Renaming that file to a simpler basename should resolve this issue for you. However, I'm not closing this ticket just yet because I'm not sure if the root cause is within this plugin's template or within Jekyll itself..

kunalnagar commented 5 years ago

@ashmaroli I did a quick test - cloned the repo on a mac and it works without any issues. Not sure that the issue is on Windows. Here are the versions on my mac:

kunalnagar commented 5 years ago

@ashmaroli quick update - looks like the resume name was the culprit on Windows. So here's where we're at: the original name with spaces and accent characters works fine on mac but not Windows, and if I rename the file to plain English with underscores instead of spaces, it works fine everywhere.

I'm curious to know why that is - if you have any insight on this, please let me know. Thanks for all your help!

ashmaroli commented 5 years ago

I'm curious to know why that is

I'm not entirely sure. But the reason could be that Résumé encoded as #<Encoding:Windows-1252> on Windows gets converted into R\xE9sum\xE9 when the string is forced to #<Encoding:UTF-8>

kunalnagar commented 5 years ago

@ashmaroli interesting. So would you like to keep this issue open for further investigation?

ashmaroli commented 5 years ago

would you like to keep this issue open..?

Yes, for inputs from the maintainers here.. /cc @jekyll/plugin-core

jekyllbot commented 5 years ago

This issue has been automatically marked as stale because it has not been commented on for at least two months.

The resources of the Jekyll team are limited, and so we are asking for your help.

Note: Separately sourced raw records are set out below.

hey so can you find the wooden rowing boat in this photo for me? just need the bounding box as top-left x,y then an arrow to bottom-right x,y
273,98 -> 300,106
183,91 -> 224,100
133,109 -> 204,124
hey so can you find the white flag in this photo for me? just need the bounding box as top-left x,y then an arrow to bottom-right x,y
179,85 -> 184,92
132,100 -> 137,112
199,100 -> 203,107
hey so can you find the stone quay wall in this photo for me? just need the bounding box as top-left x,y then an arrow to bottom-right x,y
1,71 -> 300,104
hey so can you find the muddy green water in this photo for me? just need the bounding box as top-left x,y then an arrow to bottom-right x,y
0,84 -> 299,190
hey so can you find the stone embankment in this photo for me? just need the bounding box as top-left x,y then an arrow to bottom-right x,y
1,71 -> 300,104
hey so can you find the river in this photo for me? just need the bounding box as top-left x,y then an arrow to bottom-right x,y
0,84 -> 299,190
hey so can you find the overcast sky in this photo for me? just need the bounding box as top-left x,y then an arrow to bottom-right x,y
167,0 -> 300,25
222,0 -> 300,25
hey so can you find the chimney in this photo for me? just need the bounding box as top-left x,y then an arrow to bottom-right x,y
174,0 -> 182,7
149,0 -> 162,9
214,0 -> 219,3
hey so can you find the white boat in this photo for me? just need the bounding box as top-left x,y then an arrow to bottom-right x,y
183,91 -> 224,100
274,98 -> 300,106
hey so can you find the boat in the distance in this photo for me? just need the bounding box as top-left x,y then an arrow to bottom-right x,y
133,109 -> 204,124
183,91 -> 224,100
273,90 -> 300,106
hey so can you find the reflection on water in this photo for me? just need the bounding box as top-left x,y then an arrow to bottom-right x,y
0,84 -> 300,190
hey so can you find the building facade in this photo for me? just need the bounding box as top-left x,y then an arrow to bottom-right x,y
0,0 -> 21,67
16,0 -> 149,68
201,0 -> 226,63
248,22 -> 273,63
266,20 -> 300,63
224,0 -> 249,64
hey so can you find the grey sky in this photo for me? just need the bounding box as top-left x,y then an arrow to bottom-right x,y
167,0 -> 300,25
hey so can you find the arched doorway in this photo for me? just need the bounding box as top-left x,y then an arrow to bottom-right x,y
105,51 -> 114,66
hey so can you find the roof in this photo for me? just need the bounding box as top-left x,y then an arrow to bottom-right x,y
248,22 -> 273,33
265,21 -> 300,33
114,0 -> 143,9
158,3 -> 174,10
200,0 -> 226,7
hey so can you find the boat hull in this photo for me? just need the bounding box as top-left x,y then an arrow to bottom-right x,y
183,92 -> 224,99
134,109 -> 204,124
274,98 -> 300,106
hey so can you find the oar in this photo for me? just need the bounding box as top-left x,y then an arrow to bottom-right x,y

If this is a bug and you can still reproduce this error on the master branch, please reply with all of the information you have about it in order to keep the issue open.

If this is a feature request, please consider whether it can be accomplished in another way. If it cannot, please elaborate on why it is core to this project and why you feel more than 80% of users would find this beneficial.

This issue will automatically be closed in two months if no further activity occurs. Thank you for all your contributions.